入れ歯ができるまで2

ホームへ戻る >  矯正歯科の値段、保険の観点から  > 入れ歯ができるまで2

入れ歯ができるまで2患者さんの口に合わせてみて、実際にちゃんと噛めそうだ、問題なさそうということになったら、次は入れ歯のレジンをかっちり固めるための「重合」という作業が行われます。これは、入れ歯をお湯で煮るという作業になります。この工程で如何に変形を少なくできるかが、総入れ歯の場合、固定力に大きく関わってきますので、非常に重要な工程でもあります。率直に言って、日本の歯科技工士の皆さんは、保険適用の総入れ歯の値段では割りに合わないほどの細心さでこの作業を行っています。


こうして入れ歯がかっちり固まった後、細かなバリや引っ掛かりなどを取るため研磨をします。この研磨も総入れ歯の場合、密着度合に直結しますので、非常に神経を使います。

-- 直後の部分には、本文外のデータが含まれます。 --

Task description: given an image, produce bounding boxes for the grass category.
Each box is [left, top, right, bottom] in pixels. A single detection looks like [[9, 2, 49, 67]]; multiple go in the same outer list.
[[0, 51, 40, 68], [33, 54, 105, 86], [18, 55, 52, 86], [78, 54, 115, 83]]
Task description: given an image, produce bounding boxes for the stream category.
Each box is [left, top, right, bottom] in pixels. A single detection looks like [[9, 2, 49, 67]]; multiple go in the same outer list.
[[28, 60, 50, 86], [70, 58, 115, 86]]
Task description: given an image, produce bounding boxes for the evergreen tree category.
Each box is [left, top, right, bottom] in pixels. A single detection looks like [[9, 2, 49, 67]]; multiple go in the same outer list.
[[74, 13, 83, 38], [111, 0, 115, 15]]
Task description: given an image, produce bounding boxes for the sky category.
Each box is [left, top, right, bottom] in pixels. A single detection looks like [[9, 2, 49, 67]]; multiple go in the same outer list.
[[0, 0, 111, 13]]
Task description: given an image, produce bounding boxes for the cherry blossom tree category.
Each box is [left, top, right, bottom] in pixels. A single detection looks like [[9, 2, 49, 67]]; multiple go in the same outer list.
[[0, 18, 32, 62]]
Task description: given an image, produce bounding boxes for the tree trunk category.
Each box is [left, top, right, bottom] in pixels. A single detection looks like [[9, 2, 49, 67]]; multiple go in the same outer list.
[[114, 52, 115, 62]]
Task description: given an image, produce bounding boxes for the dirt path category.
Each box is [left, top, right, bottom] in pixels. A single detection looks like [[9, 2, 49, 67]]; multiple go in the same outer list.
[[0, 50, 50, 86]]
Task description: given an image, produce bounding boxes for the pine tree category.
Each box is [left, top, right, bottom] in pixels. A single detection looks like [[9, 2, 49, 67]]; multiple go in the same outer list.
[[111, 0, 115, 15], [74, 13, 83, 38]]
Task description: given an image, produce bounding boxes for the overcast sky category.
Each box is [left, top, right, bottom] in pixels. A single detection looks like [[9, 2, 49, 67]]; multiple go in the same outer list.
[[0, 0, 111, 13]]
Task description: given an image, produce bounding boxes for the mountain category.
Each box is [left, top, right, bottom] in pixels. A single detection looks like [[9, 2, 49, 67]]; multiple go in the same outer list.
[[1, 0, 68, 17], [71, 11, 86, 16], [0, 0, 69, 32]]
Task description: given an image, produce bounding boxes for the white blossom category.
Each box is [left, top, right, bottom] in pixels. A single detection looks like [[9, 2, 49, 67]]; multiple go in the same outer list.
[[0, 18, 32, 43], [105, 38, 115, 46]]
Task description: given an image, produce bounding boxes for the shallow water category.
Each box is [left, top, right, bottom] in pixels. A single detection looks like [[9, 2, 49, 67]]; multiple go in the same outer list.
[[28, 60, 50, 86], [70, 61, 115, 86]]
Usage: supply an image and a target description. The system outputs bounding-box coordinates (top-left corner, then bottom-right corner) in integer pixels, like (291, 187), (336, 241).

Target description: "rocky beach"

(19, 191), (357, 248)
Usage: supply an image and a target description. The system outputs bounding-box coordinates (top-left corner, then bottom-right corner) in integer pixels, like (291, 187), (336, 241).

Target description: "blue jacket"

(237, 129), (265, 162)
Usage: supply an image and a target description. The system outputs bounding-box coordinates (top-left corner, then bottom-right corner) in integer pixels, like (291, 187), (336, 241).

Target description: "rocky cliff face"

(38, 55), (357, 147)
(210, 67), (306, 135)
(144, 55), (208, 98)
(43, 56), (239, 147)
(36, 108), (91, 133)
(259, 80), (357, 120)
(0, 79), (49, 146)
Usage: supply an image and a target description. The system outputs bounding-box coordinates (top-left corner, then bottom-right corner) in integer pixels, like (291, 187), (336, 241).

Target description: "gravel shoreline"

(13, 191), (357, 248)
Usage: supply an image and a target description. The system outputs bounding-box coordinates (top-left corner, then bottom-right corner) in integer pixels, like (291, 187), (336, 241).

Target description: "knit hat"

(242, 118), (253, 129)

ここまでの工程を経て、患者さんの口に実際にはめて使用する総入れ歯が完成します。しかし、これで終りというわけではありません。患者さんが入れ歯を実際に使用してみると、何かしら後々の調整が必要になってくるものですので、そこからしばらくの間は、歯科医院に頻繁に通いながらの調整が続くことになります。


特に初めて総入れ歯を使用される方の場合、入れ歯自体に対する不慣れがありますので、その精神的なケアなども含めて歯科医のお仕事ということになります。全体に、非常に多くの手間とコストがかかっているのが、入れ歯制作ですので、正味な話、保険適用で作った場合には歯科医は赤字だそうです。常に使用して生活の質に直結するのが入れ歯ですので、出来れば充分な予算で適切なものを作りたいものです。